Em 25 de junho de 2026, o ministro André Mendonça, do Supremo Tribunal Federal, suspendeu por noventa dias a aplicação de multas e outras sanções ligadas à inclusão dos fatores de risco psicossocial nas regras de gerenciamento de riscos do trabalho. A decisão foi tomada na Arguição de Descumprimento de Preceito Fundamental 1316, proposta pela Confenen, e abriu um período de conciliação no centro de solução consensual do próprio tribunal. Entre 7 e 18 de agosto de 2026, o Plenário julgou o referendo da liminar e formou maioria mantendo a suspensão.
Contado a partir de 25 de junho, o prazo termina em 23 de setembro de 2026.
Desde então circula uma leitura errada: a de que a exigência caiu. Não caiu.
O que foi suspenso
A liminar suspendeu o uso de dispositivos específicos da norma como fundamento para autuação, multa, notificação punitiva e outras medidas coercitivas da fiscalização do trabalho. É uma suspensão de sanção administrativa, com prazo, dentro de um processo que ainda vai ser julgado.
O que não foi suspenso
Três coisas seguem valendo integralmente.
A norma continua vigente. A Portaria MTE 1.419/2024 não foi anulada. O dever de identificar, avaliar e prevenir os fatores de risco psicossocial permanece.
O passivo trabalhista individual não foi tocado. A liminar fala de fiscalização administrativa. Ela não alcança a ação que um trabalhador move na Justiça do Trabalho alegando adoecimento relacionado ao trabalho. Nesse processo, o que a empresa precisa mostrar é que identificou o risco, planejou medidas e as executou. Um inventário e um plano bem feitos são exatamente essa prova, e valem mais quanto mais antigos forem em relação ao fato discutido.

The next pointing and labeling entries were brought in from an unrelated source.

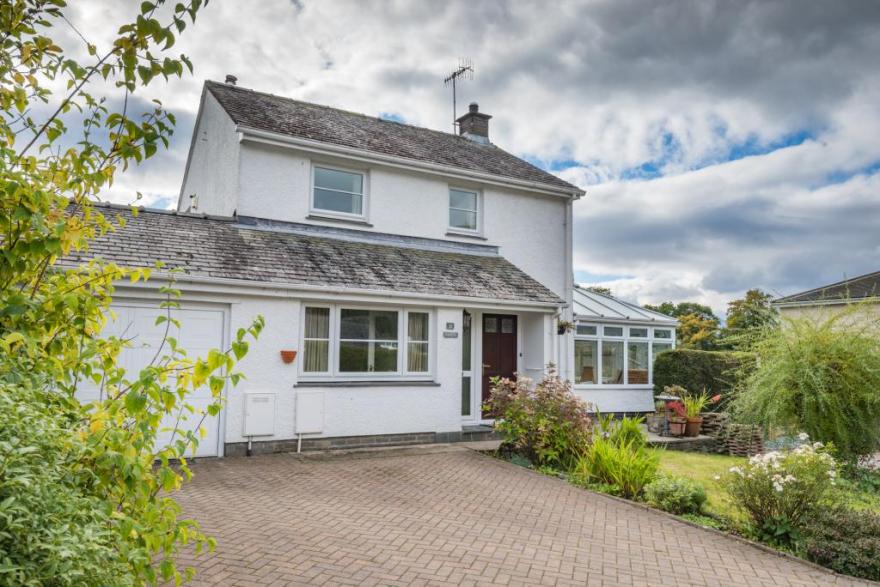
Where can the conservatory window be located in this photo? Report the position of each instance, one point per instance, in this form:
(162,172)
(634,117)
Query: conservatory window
(612,361)
(617,356)
(586,361)
(637,363)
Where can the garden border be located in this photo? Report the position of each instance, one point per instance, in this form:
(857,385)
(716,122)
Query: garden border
(737,537)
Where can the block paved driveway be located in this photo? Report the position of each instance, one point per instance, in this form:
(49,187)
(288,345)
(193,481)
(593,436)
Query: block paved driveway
(448,516)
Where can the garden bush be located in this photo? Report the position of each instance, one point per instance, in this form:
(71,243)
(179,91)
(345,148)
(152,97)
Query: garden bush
(676,495)
(779,490)
(618,460)
(717,372)
(625,467)
(547,424)
(819,376)
(844,540)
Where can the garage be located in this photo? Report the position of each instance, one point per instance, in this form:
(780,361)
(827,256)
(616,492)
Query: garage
(201,329)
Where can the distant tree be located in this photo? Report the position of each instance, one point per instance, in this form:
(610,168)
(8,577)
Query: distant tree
(697,332)
(683,309)
(748,318)
(698,326)
(605,291)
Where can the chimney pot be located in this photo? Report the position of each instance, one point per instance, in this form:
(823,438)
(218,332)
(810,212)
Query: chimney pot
(474,125)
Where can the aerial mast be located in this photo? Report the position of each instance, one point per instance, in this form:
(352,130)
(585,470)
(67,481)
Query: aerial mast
(465,71)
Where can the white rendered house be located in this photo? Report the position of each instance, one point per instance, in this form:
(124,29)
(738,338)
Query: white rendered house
(404,266)
(615,343)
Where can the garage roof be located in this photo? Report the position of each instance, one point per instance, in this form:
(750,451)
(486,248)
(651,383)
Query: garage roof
(297,254)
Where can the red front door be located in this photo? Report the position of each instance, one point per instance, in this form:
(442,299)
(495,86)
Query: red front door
(499,349)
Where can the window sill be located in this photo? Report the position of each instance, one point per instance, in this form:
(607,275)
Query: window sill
(372,383)
(473,235)
(323,218)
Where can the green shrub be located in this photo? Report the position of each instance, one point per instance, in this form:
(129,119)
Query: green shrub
(548,425)
(845,540)
(780,490)
(715,371)
(819,376)
(55,529)
(626,466)
(676,495)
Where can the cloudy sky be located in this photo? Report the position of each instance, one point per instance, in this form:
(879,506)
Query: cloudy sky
(723,145)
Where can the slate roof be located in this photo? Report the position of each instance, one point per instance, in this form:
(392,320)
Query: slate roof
(589,305)
(862,287)
(266,112)
(226,248)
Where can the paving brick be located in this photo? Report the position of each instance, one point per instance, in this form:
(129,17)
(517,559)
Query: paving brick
(447,517)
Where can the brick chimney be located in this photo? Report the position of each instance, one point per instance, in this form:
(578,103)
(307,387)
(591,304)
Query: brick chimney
(474,125)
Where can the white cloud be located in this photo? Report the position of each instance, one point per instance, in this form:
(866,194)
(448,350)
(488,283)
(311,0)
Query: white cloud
(610,86)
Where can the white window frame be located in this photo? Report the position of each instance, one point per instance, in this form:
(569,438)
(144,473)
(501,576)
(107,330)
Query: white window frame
(365,198)
(401,373)
(478,231)
(626,339)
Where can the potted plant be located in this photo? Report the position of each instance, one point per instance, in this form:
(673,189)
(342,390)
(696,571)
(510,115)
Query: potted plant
(693,406)
(656,420)
(677,418)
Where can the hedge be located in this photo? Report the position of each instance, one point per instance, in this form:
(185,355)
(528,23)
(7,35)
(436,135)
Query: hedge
(717,371)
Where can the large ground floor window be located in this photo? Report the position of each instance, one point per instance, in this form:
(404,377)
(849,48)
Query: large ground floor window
(361,341)
(615,355)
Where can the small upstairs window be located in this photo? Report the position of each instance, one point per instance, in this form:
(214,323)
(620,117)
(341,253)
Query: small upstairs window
(338,192)
(464,210)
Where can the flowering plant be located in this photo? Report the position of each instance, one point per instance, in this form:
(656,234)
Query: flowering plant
(778,489)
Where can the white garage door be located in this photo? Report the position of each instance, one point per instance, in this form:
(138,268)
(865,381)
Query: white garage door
(200,330)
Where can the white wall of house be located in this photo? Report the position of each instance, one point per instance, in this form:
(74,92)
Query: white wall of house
(348,411)
(212,171)
(529,228)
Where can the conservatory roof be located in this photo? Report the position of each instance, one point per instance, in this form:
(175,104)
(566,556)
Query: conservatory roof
(590,306)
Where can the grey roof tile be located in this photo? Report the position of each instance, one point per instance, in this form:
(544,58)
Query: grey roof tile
(304,120)
(862,287)
(225,248)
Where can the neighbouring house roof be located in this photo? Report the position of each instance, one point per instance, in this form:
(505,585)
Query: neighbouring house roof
(596,307)
(250,250)
(285,116)
(857,288)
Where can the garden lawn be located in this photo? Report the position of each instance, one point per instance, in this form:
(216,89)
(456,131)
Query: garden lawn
(703,468)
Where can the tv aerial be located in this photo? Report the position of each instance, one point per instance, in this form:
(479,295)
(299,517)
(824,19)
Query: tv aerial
(464,71)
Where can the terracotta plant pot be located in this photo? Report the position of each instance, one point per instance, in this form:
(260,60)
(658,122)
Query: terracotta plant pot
(692,428)
(677,426)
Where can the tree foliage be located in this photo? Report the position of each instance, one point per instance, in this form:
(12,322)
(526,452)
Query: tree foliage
(747,318)
(84,489)
(820,376)
(698,325)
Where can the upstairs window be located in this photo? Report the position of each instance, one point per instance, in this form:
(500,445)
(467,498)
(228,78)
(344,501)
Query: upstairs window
(463,210)
(338,192)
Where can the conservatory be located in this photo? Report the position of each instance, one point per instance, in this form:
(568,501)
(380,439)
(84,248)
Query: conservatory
(615,343)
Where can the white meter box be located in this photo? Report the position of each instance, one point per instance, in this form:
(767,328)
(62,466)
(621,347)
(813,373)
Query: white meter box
(259,414)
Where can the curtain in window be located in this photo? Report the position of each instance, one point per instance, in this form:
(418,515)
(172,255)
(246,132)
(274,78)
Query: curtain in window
(417,343)
(316,342)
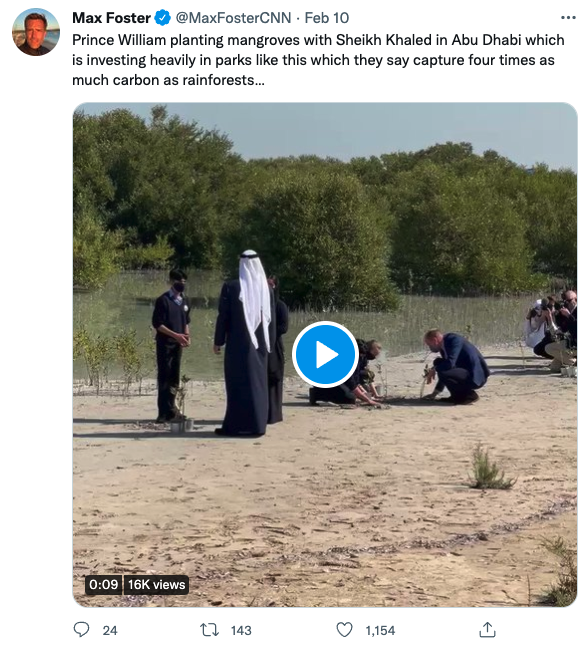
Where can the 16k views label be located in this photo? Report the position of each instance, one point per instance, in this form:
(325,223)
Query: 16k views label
(156,585)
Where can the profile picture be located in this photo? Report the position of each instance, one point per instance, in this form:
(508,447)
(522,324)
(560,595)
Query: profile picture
(35,32)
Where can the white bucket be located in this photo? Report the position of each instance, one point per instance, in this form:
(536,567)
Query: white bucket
(177,427)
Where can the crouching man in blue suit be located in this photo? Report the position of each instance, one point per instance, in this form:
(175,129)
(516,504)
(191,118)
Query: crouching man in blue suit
(461,367)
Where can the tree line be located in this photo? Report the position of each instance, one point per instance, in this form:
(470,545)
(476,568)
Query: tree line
(444,220)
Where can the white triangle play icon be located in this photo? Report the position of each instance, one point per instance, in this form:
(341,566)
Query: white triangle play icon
(324,354)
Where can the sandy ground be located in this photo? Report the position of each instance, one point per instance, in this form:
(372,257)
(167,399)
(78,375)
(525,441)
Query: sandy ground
(333,507)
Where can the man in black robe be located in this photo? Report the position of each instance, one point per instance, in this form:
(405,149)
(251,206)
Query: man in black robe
(276,359)
(242,325)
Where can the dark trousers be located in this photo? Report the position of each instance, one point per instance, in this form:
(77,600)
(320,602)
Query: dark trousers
(341,394)
(540,348)
(458,382)
(169,356)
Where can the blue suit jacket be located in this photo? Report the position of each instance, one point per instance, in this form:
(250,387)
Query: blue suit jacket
(458,352)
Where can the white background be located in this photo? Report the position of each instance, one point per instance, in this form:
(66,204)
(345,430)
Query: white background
(36,258)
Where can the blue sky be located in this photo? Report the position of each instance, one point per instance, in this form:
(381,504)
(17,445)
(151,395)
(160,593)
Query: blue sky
(51,21)
(527,133)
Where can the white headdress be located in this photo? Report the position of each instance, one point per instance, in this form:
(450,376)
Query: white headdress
(255,296)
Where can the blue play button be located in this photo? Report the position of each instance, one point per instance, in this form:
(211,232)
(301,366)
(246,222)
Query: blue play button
(325,354)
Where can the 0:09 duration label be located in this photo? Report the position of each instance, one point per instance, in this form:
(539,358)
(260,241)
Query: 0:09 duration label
(156,584)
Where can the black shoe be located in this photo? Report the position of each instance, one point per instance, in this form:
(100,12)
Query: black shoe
(470,398)
(232,434)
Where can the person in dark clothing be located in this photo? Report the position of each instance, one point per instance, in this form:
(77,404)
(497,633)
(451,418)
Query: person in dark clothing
(461,367)
(562,350)
(35,33)
(368,351)
(171,320)
(276,359)
(347,393)
(242,325)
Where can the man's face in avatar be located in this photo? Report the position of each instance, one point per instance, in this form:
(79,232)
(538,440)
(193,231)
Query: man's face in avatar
(36,32)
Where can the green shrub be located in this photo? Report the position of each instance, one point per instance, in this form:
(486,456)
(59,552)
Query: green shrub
(564,592)
(96,252)
(148,257)
(97,353)
(486,474)
(325,239)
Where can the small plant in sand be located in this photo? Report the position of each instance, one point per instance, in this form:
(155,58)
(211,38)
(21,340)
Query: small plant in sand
(96,353)
(486,474)
(382,377)
(181,393)
(128,353)
(562,593)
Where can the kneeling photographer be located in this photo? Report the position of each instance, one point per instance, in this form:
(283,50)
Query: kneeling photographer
(562,349)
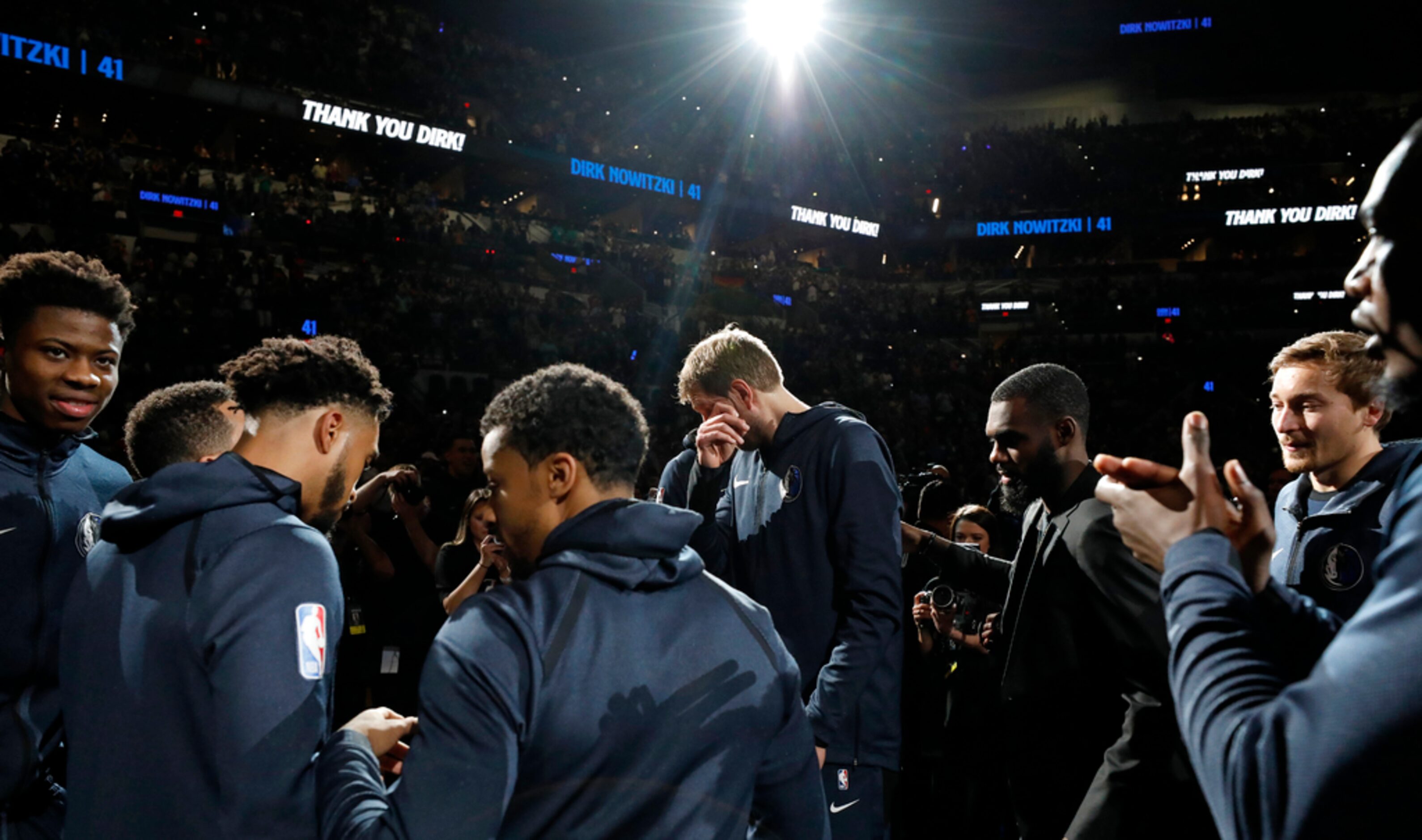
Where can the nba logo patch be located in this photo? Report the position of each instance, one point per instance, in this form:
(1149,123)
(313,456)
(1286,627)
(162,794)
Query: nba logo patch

O relógio da adequação não parou. Quando o prazo terminar, ou quando a conciliação definir critérios, a cobrança volta. A empresa que usou esses meses para se organizar chega pronta. A que esperou chega atrasada, e agora com menos tempo.
O que fazer com o tempo que sobrou
O período tem uma vantagem que não existia antes: dá para fazer o trabalho com calma, ouvindo as pessoas de verdade, em vez de montar documento às pressas para mostrar a um fiscal. Diagnóstico apressado produz dado ruim, e dado ruim produz um plano que não trata risco nenhum.
Se a sua empresa ainda não começou, o caminho é o mesmo de sempre: ouvir os trabalhadores por instrumento adequado, escrever o inventário e o plano com quem tenha conhecimento técnico, executar as medidas e voltar para medir se funcionaram.
Como conferir a informação deste artigo
A decisão e o resultado do referendo estão registrados no portal de notícias do Supremo Tribunal Federal, nos autos da ADPF 1316 e das ADPFs relacionadas 1333 e 1340. Este artigo tem data e trata de um processo em andamento: confira a situação atual antes de tomar decisão com base nele.